But Boyce said that she and Simonson have waited long enough. “It’s been three months since the final hearing and we haven’t heard anything more from the city,” Boyce said. “Mary can’t keep waiting, not in her predicament.”

‘Nebulous Attempt’

Mordoh doubts that the City Council will come up with an alternative that might aid Simonson. He said that the only option being discussed that could help her is “a vague and nebulous attempt to define historically low rents. I don’t see that helping her in any great way.”

Assistant City Atty. Rochelle Brown, who has successfully defended several rent control lawsuits against the city, said Simonson did not win her rent increases because she had not proved that she was denied a fair return.

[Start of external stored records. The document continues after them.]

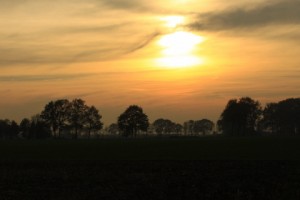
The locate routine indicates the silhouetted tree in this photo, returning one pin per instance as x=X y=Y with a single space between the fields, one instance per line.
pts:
x=56 y=115
x=8 y=129
x=92 y=120
x=113 y=129
x=203 y=126
x=25 y=128
x=240 y=117
x=132 y=121
x=77 y=115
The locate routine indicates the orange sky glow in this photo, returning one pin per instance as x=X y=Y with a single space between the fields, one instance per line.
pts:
x=178 y=59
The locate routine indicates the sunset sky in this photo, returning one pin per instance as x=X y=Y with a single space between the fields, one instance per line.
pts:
x=178 y=59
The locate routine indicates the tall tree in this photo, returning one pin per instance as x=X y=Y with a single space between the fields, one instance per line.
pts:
x=8 y=129
x=25 y=127
x=203 y=126
x=77 y=115
x=133 y=120
x=92 y=120
x=240 y=117
x=56 y=115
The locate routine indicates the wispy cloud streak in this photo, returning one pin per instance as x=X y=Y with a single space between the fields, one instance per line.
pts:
x=273 y=13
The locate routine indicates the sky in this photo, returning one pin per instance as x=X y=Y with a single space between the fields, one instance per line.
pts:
x=177 y=59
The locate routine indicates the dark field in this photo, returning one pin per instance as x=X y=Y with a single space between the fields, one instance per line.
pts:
x=153 y=168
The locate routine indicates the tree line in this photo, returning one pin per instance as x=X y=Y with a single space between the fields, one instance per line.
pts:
x=72 y=119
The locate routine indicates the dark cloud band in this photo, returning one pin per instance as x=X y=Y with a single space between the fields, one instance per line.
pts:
x=278 y=13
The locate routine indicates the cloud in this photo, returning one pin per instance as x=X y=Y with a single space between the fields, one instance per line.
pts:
x=137 y=5
x=38 y=78
x=276 y=13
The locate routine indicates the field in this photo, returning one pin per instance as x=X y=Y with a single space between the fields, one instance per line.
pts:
x=152 y=168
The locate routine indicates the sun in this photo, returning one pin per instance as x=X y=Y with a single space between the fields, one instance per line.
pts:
x=173 y=21
x=178 y=50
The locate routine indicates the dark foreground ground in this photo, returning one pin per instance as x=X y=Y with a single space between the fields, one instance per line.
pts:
x=206 y=168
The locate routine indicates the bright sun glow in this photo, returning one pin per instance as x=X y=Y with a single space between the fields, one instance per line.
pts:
x=173 y=21
x=178 y=50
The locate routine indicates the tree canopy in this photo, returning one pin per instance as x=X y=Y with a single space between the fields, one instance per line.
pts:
x=133 y=120
x=240 y=117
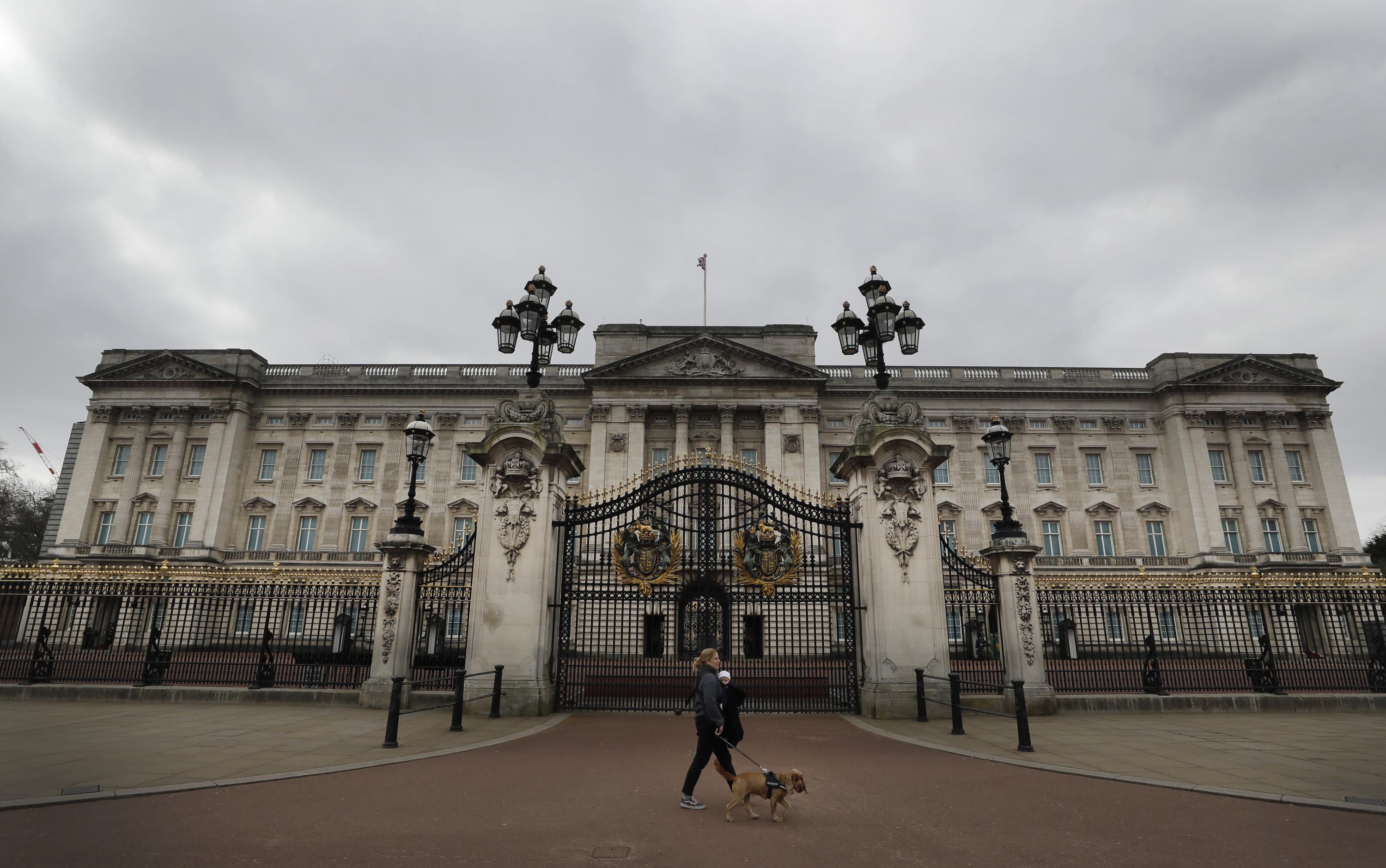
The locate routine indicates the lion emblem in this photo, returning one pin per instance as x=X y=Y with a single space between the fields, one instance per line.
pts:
x=646 y=554
x=768 y=555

“Just to argue that she’s a poor old widow isn’t enough,” Brown said. “Mr. Mordoh had to show that she indeed was poor and needed the rent increase she requested. The commission ruled that he had not shown adequate proof. To say now that the commission unfairly administered the law is unfounded.”

City Atty. Michael Jenkins portrayed the lawsuit as another in a series of attempts by landlords to weaken West Hollywood’s rent control law. “It’s just counterproductive,” Jenkins said. “They (landlords) are constantly taking adversarial positions when we ought to be sitting down and developing ways by which we can all live with this law.”